After presenting the results of this study, we will explain the procedures currently used by language testers to assess candidates for productive skills to ensure invariant measurement, reproducibility (Engelhard, 2013), feasibility, economic model and validity. We will present the diversity of solutions found by test providers (number of raters, number of tasks, use of the Rasch model, automation, use of Artificial intelligence...). Since Page (1966), automatic scoring has been announced, developed, criticised, rebuilt and improved (Williamson et al., 2012, Klebanov & Madnani, 2022). In 2019 (Devlin et al., 2018), the language model BERT has introduced a new aera for classification tasks based on artificial intelligence and also for automated rating. Since 2019, the automation of productive skills rating has evolved rapidly and improved significantly. Many papers, books have introduced new knowledge and procedures (Jiao & Lissitz, 2020; Klebanov & Madnani, 2022; Sadeghi & Douglas, 2023; Yan et al., 2020; Yaneva & Von Davier, 2023).

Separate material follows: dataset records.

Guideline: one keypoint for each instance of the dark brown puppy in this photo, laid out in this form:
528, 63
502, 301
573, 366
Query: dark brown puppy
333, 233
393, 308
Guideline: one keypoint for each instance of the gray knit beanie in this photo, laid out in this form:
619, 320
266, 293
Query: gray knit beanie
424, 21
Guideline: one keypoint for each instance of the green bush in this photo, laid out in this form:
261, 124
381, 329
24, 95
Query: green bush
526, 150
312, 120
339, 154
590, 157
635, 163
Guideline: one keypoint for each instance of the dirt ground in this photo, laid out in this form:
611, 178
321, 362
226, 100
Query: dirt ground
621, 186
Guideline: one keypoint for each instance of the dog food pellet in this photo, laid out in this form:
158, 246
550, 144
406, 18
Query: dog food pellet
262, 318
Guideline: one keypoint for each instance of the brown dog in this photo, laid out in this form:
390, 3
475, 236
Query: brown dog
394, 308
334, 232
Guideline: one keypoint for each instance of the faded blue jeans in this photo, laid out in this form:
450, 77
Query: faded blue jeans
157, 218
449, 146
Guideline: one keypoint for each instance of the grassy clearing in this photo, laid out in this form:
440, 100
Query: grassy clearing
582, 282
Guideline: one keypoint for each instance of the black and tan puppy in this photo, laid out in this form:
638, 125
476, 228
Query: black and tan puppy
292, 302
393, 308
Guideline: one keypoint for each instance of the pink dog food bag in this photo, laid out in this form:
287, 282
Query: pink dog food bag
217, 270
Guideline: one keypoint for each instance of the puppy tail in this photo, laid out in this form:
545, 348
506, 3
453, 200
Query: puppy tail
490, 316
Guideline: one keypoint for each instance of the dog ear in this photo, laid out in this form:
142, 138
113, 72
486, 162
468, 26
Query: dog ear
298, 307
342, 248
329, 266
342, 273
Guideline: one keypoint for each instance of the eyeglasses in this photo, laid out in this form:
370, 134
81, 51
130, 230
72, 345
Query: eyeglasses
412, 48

In 2025, the use of AI for evaluation is seen as efficient or promising, but also as a magic tool and with significant caveats. There is a need to define what is the need for the language tester, what kind of API, LLM, models should be used and to seriously distinguish the asset between the machine and the human. Opportunities should be analysed but also the limits of generative artificial intelligence and the necessity to distinguish between an encoder and a decoder.
These very technical procedures should not obscure the need to consider the ethical dimension of the use of technology. There is a need to revise the dimensions of diversity, equity and inclusion in the context of automatic essay scoring for language testing and rating of productive skills. This revision will be an opportunity to talk about good practices to be developed by language testers.
At the end of the presentation, we will start a prospective exercise to imagine what the assessment of productive skills will look like for language test providers, considering the diversity of the profile of ALTE members, the diversity of European languages and the resources available. We will work with different scenarios to better understand where the stakes might be in the next round of 10 or 15 years.